DISTRIBUTION OF THE PARALLAX STARS OF DIFFERENT SPECTRAL TYPES OVER DIFFERENT ABSOLUTE MAGNITUDES.

In the distribution of all the parallax stars we once more find a similar bipartition of the stars. Arguing from these statistics some astronomers have put forward the theory that the stars in space are divided into two classes, which are not in reality closely related. The one class consists of intensely luminous stars and the other of feeble stars, with little or no transition between the two classes. If the parallax stars are arranged according to their apparent proper motion, or even according to their absolute proper motion, a similar bipartition is revealed in their frequency distribution.

Nevertheless the bipartition of the stars into two such distinct classes must be considered as vague and doubtful. Such an apparent bipartition is, indeed, necessary in all statistics as soon as individuals are selected from a given population in such a manner as the parallax stars are selected from the stars in space. Let us consider three attributes, say A, B and C, of the individuals of a population and suppose that the attribute C is positively correlated to the attributes A and B, so that to great or small values of A or B correspond respectively great or small values of C. Now if the individuals in the population are statistically selected in such a way that we choose out individuals having great values of the attributes A and small values of the attribute B, then we get a statistical series regarding the attribute C, which consists of two seemingly distinct normal frequency distributions. It is in like manner, however, that the parallax stars are selected. The reason for this selection is the following. The annual parallax can only be determined for near stars, nearer than, say, 5 siriometers. The direct picking out of these stars is not possible. The astronomers have therefore attacked the problem in the following way. The near stars must, on account of their proximity, be relatively brighter than other stars and secondly possess greater proper motions than those. Therefore parallax observations are essentially limited to (1) bright stars, (2) stars with great proper motions. Hence the selected attributes of the stars are m and μ. But m and μ are both positively correlated to M. By the selection of stars with small m and great μ we get a series of stars which regarding the attribute M seem to be divided into two distinct classes.

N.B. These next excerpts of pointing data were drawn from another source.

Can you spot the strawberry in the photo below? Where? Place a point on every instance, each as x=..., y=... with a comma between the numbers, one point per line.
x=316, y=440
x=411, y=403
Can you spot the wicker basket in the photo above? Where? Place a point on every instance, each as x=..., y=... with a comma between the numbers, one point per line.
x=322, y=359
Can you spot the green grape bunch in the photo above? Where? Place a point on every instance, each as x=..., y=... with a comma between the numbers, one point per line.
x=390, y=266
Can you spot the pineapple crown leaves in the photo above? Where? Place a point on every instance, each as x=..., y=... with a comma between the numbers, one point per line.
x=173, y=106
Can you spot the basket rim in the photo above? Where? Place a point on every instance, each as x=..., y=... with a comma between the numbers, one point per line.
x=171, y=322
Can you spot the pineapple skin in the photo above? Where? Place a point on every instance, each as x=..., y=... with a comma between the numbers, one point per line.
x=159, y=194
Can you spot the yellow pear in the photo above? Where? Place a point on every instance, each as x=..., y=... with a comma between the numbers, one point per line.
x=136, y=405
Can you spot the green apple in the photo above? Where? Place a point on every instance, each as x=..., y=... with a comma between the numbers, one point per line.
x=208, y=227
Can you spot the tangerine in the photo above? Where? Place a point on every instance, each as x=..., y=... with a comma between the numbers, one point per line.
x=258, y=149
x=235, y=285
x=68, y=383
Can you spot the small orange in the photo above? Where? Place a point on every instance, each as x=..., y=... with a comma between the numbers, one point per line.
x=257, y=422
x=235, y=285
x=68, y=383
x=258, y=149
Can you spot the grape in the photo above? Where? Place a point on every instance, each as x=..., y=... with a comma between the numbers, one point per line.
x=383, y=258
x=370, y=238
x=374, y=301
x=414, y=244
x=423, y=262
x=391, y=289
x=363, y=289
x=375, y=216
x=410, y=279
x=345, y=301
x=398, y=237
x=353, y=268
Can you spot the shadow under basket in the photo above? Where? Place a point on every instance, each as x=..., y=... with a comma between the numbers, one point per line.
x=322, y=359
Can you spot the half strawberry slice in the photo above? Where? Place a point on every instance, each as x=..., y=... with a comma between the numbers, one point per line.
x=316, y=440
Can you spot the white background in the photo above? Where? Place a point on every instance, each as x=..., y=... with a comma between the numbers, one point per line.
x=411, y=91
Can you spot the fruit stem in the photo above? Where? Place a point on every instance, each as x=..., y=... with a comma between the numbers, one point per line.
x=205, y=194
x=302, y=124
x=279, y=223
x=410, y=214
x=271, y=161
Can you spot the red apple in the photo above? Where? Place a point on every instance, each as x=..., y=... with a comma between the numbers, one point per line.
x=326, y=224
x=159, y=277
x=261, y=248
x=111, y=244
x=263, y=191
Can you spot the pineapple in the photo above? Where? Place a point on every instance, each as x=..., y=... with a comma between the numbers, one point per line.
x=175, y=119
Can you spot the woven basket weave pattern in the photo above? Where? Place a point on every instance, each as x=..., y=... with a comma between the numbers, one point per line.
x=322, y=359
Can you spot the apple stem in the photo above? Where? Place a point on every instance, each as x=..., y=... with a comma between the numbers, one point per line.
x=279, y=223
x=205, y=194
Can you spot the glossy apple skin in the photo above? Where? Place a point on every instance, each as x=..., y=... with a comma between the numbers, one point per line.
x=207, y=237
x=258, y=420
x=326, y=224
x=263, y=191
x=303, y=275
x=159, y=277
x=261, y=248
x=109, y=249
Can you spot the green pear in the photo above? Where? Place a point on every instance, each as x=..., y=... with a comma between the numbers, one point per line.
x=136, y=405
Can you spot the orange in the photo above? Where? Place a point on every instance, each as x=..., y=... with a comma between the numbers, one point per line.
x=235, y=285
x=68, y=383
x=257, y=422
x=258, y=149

The distribution of the parallax stars gives us no reason to believe that the stars of the types K and M are divided into the two supposed classes. There is on the whole no reason to suppose the existence at all of classes of giant and dwarf stars, not any more than a classification of this kind can be made regarding the height of the men in a population. What may be statistically concluded from the distribution of the absolute magnitudes of the parallax stars is only that the dispersion in M is increased at the transition from blue to yellow or red stars. The filling up of the gap between the “dwarfs” and the “giants” will probably be performed according as our knowledge of the distance of the stars is extended, where, however, not the annual parallax but other methods of measuring the distance must be employed.